Not wanting to be apart from his family as much as a life of touring would require, King found other means to put his music to work in providing for himself. While he does play shows, King works for Centricity Music, the same record label home to Lauren Daigle. Ross also writes music for more prominent artists to take to the bigger stages of Christian music and occasionally provides songwriting workshops and music production for budding artists.
When it comes to his own music, King said he prefers to discuss the topics “in the spaces between” what is already being said by more widely known musicians. Drawing from personal experience and what he sees in the world, he writes on themes such as anxiety and depression in his song “The Things That I’m Afraid Of,” or anger and weariness in “Good Company.” Recognizing that struggle is a large part of life, King said he wants people to know there are artists like him out there who are asking hard questions and talking about the struggles of life.
Just recently, King released his single “All My Heroes Are Underdogs.” Although he started writing it nearly a decade ago, King said he never felt like the song was finished.

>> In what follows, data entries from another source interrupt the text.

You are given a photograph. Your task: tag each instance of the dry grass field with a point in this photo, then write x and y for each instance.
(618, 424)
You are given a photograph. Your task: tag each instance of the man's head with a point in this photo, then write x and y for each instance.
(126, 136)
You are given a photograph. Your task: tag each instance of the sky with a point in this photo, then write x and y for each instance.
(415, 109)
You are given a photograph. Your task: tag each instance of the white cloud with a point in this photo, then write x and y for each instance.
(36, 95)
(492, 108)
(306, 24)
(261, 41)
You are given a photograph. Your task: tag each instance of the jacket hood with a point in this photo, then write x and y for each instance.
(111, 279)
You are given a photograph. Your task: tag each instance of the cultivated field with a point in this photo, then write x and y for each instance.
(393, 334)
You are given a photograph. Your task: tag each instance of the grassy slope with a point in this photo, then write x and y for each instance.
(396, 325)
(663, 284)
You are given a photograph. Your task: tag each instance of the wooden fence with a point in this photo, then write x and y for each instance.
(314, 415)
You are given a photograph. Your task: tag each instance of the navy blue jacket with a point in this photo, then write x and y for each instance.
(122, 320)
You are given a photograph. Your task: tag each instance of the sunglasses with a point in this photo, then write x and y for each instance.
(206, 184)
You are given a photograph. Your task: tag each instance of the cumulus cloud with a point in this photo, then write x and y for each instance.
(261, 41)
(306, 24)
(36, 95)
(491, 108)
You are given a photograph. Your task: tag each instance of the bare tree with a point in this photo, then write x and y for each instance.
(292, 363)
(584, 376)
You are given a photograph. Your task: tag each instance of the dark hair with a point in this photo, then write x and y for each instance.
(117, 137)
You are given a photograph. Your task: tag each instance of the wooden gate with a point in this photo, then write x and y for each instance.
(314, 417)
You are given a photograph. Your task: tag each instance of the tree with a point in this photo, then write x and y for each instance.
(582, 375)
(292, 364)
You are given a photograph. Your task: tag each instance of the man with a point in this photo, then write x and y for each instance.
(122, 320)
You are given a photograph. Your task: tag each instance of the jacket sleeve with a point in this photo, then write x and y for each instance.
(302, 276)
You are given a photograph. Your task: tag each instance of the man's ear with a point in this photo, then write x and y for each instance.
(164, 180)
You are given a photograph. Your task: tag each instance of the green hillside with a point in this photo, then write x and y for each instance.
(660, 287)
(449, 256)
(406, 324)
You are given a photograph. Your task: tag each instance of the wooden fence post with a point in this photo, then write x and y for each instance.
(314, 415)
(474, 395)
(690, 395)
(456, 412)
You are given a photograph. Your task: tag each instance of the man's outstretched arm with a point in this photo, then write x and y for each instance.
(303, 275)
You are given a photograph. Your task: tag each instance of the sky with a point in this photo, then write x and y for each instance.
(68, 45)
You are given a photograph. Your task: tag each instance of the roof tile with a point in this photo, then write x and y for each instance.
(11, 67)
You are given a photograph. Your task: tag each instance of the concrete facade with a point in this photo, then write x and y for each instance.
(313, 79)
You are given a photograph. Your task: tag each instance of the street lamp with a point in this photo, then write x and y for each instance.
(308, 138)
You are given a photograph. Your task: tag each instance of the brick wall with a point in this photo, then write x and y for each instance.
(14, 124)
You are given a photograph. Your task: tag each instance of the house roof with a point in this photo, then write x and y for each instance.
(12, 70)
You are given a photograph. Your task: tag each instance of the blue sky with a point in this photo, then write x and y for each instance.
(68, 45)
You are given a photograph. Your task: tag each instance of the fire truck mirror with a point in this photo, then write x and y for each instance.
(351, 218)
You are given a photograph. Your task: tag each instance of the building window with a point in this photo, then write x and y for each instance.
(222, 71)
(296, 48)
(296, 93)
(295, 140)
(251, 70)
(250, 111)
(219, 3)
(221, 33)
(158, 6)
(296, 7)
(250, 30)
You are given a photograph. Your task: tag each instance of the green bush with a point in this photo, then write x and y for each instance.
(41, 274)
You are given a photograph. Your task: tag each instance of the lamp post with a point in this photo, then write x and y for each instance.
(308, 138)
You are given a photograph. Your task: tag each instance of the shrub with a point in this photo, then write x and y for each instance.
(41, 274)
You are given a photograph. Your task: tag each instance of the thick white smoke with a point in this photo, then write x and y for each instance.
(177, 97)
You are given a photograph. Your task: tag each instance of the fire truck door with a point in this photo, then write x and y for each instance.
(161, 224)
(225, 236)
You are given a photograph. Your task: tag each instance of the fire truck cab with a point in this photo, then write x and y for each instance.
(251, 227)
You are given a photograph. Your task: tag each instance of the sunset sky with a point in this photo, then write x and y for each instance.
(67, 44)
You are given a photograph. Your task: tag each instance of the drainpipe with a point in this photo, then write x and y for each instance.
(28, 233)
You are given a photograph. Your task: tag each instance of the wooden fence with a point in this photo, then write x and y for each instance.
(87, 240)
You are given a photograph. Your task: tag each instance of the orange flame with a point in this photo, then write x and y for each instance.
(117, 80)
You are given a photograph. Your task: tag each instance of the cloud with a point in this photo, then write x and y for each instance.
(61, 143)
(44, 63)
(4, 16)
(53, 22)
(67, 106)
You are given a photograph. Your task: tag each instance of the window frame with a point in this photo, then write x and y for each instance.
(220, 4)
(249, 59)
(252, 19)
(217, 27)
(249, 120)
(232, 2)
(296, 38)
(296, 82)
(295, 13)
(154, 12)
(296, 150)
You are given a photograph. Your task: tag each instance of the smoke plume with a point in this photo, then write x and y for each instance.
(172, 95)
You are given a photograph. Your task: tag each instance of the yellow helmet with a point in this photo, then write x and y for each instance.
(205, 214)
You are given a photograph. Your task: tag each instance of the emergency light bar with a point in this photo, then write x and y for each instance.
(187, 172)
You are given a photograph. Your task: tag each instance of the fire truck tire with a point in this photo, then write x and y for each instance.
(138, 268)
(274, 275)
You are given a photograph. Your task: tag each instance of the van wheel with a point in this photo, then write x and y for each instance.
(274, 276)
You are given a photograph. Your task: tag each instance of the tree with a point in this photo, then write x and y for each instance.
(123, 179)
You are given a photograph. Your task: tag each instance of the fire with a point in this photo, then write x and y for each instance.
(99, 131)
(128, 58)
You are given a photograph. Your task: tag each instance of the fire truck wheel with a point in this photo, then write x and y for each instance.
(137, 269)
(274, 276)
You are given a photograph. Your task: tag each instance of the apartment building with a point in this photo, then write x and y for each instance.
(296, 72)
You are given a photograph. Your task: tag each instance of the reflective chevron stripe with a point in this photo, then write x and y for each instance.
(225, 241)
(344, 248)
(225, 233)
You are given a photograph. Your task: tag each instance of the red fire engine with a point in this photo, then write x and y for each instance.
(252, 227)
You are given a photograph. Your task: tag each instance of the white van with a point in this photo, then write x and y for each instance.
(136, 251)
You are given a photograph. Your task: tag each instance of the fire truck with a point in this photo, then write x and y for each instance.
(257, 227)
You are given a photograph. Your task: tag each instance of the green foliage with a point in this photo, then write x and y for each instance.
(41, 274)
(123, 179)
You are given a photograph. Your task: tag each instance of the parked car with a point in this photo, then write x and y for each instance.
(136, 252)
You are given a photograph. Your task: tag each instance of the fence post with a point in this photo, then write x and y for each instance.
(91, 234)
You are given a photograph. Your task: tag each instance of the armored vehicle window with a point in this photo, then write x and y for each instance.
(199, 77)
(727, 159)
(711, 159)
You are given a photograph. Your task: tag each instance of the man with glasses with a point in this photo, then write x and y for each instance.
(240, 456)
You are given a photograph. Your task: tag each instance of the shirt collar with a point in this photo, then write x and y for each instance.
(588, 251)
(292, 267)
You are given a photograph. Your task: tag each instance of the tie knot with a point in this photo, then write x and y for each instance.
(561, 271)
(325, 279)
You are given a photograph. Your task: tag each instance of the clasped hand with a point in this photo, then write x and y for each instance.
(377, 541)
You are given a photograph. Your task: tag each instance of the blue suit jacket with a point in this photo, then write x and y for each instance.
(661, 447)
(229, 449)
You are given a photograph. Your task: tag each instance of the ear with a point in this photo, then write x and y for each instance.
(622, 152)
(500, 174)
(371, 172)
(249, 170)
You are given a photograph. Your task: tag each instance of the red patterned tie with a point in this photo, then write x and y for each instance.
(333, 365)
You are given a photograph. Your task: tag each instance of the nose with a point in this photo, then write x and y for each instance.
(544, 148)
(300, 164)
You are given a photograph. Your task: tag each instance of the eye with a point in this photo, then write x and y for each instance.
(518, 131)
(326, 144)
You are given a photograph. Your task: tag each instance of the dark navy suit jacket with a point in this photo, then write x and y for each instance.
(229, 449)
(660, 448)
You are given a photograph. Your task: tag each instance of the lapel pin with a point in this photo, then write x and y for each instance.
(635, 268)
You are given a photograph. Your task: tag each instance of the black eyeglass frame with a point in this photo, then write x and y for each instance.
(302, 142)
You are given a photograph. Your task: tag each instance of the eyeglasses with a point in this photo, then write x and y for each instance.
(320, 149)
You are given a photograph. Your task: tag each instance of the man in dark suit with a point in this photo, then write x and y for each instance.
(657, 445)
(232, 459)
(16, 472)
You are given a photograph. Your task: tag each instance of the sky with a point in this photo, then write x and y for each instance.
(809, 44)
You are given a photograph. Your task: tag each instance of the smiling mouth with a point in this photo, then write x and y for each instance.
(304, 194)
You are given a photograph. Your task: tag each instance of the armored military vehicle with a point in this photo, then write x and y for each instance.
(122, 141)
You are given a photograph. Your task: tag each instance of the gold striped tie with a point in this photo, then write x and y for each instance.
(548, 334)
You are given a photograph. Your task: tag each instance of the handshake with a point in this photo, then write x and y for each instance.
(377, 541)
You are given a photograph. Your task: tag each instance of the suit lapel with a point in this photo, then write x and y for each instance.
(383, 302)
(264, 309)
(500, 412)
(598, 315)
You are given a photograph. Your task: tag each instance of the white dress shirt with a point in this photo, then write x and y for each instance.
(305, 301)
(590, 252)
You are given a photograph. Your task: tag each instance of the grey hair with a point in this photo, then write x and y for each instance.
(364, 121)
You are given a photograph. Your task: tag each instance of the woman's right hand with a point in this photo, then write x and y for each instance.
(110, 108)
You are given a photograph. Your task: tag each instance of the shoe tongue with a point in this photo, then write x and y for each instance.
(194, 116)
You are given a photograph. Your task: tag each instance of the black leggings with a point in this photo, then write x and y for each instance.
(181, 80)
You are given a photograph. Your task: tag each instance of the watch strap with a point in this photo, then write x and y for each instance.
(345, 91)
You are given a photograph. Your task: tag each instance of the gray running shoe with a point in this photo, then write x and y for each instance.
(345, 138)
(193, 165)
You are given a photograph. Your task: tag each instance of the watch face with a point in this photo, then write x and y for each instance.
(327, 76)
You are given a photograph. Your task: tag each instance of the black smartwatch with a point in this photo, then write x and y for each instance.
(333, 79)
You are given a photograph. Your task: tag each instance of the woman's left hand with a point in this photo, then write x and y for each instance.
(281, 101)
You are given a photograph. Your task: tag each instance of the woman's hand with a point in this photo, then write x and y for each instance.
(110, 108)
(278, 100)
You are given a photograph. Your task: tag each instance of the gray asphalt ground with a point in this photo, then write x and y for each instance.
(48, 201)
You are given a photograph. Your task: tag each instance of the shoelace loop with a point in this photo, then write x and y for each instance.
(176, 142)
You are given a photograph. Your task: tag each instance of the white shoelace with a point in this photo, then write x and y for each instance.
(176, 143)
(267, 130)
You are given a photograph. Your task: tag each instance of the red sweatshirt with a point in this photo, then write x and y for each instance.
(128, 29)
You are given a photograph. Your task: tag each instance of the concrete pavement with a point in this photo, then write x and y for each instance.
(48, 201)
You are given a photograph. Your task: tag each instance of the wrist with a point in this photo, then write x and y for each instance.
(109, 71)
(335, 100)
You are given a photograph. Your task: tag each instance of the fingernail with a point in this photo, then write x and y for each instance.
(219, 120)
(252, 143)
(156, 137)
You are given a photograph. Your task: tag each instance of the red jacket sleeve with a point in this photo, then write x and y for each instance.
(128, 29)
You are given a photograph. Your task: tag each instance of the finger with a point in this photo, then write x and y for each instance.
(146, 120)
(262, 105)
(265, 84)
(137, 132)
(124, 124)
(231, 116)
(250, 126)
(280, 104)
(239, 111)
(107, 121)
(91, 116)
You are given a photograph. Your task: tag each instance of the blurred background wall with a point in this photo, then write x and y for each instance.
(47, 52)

It wasn’t until 2020 with the surge in conflict around racial justice with the deaths of George Floyd, Breonna Taylor and countless others that the final pieces of the song began to develop. Having two biracial, teenage sons asking questions he couldn’t answer, King felt called to take a “deep-dive” into America’s history of racial injustice and came to realize, despite what he had first believed, he wasn’t the underdog he thought he was. He took time to reflect, considering his position in relation to those less privileged and asked himself what he eventually wrote in his song: Has he “ever been a villain in their story?” This is among the real questions and reflections that King sings of.
With so much contemporary music, religious or not, suffering from superficiality, King’s work is a much-needed voice to help people young and old contend with the deeper waters of life. Whether one is hurting, questioning their world or simply curious, Ross King might have just the song to help.
King’s next album, which he says will bring more songs like “All My Heroes Are Underdogs,” is set to be released in early May.